Researchers are suggesting that the mysterious iron ball at the center of Earth may have just stopped spinning and did a flip.
A new study published on Monday in the journal Nature Geoscience details research about the inner core of Earth and how it may experience several changes in its rotation every several decades. While researchers are unable to look directly into Earth's inner core, they can measure the impact of powerful earthquakes and nuclear-weapon strikes through the seismic waves they cause. These waves reverberate through the center of Earth and inform researchers that the inner core is comprised of mostly iron and nickel.
Notably, researchers say that Earth's inner core spins slightly faster than the rotation of Earth and that if the inner core was spinning in line with the planet's outer layers, these seismic waves created by earthquakes or large weapon strikes should pass through the core through a similar path. However, researchers have noticed that these wave paths are changing over time, which some attribute to the spinning motion of the inner.
Furthermore, researchers in the newly published study offer a different explanation entirely. After investigating seismic waves from the 1960s to the present year, researchers identified an anomaly that began back in 2009. According to the scientists, the paths of seismic waves remained the same over the last decade, which leads researchers to suggest that the spinning of the inner core may have stopped spinning around that time.
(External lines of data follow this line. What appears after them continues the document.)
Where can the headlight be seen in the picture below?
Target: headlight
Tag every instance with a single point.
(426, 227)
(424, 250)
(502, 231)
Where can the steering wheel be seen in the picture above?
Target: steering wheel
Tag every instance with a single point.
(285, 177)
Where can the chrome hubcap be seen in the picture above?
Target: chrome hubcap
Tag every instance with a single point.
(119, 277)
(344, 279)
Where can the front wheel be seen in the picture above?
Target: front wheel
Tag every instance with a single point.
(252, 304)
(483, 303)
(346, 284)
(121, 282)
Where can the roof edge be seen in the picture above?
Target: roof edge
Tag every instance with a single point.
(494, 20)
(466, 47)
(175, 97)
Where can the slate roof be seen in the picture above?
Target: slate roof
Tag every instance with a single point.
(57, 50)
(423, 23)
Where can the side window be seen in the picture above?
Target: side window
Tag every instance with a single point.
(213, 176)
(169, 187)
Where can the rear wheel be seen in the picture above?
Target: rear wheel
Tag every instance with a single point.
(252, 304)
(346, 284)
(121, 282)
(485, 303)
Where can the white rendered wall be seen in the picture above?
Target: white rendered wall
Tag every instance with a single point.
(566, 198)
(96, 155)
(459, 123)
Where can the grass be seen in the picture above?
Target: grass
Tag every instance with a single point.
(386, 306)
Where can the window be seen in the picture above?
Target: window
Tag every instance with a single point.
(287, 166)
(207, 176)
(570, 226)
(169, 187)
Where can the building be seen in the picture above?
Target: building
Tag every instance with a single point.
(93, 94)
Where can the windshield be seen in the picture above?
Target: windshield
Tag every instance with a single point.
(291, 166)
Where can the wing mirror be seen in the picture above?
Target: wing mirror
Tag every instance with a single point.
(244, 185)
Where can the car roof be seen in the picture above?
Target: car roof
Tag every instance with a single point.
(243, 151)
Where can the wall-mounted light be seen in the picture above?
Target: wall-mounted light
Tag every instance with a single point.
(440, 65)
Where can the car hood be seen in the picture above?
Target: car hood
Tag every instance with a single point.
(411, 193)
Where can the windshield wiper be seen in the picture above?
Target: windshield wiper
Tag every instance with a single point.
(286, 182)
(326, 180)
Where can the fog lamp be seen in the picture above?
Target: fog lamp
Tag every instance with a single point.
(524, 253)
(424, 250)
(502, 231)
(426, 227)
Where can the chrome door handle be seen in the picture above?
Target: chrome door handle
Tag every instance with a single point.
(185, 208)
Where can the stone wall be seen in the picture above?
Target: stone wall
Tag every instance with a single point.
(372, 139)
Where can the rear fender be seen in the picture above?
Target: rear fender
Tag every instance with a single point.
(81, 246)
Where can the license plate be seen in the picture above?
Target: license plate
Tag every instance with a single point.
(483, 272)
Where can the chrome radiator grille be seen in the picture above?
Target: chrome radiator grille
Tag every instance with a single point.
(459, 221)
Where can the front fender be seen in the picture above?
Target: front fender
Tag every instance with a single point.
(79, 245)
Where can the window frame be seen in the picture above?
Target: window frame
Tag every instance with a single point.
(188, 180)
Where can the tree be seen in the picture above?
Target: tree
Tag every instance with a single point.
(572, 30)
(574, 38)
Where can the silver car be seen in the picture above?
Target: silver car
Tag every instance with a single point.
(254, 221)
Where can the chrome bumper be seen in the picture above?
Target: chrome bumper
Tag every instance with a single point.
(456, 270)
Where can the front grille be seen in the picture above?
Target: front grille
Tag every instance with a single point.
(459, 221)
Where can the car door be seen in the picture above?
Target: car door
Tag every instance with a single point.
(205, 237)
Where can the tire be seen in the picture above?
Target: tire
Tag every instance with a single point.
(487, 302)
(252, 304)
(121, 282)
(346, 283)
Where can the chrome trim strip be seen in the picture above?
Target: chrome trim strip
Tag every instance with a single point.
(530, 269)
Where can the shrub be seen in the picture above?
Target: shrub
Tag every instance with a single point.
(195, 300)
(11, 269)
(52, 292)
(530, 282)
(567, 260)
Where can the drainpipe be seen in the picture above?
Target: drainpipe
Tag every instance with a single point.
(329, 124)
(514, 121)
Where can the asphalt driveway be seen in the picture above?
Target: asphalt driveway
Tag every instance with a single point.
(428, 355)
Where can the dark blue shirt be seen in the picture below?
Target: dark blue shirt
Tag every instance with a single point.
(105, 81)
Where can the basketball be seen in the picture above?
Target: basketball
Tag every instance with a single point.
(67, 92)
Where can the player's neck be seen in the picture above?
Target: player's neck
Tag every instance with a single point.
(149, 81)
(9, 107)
This wasn't the only case of spinning halting as the team identified seismic waves created by two nuclear blasts, suggesting that the core also stopped spinning around 1971 and then began to spin once again in an eastward direction. These changes in Earth's inner core have led researchers to believe that approximately every 70 years, the inner core stops spinning temporarily and then reverses its direction once it starts up again.
So, why does this happen? Researchers think that changes in Earth's magnetic field, which tugs on Earth's core, causing it to spin, and the gravitation field of Earth's mantle creating a counter force may cause it to stop rotating in a direction. Depending on which force wins its seemingly continuous battle determines which way the inner core spins.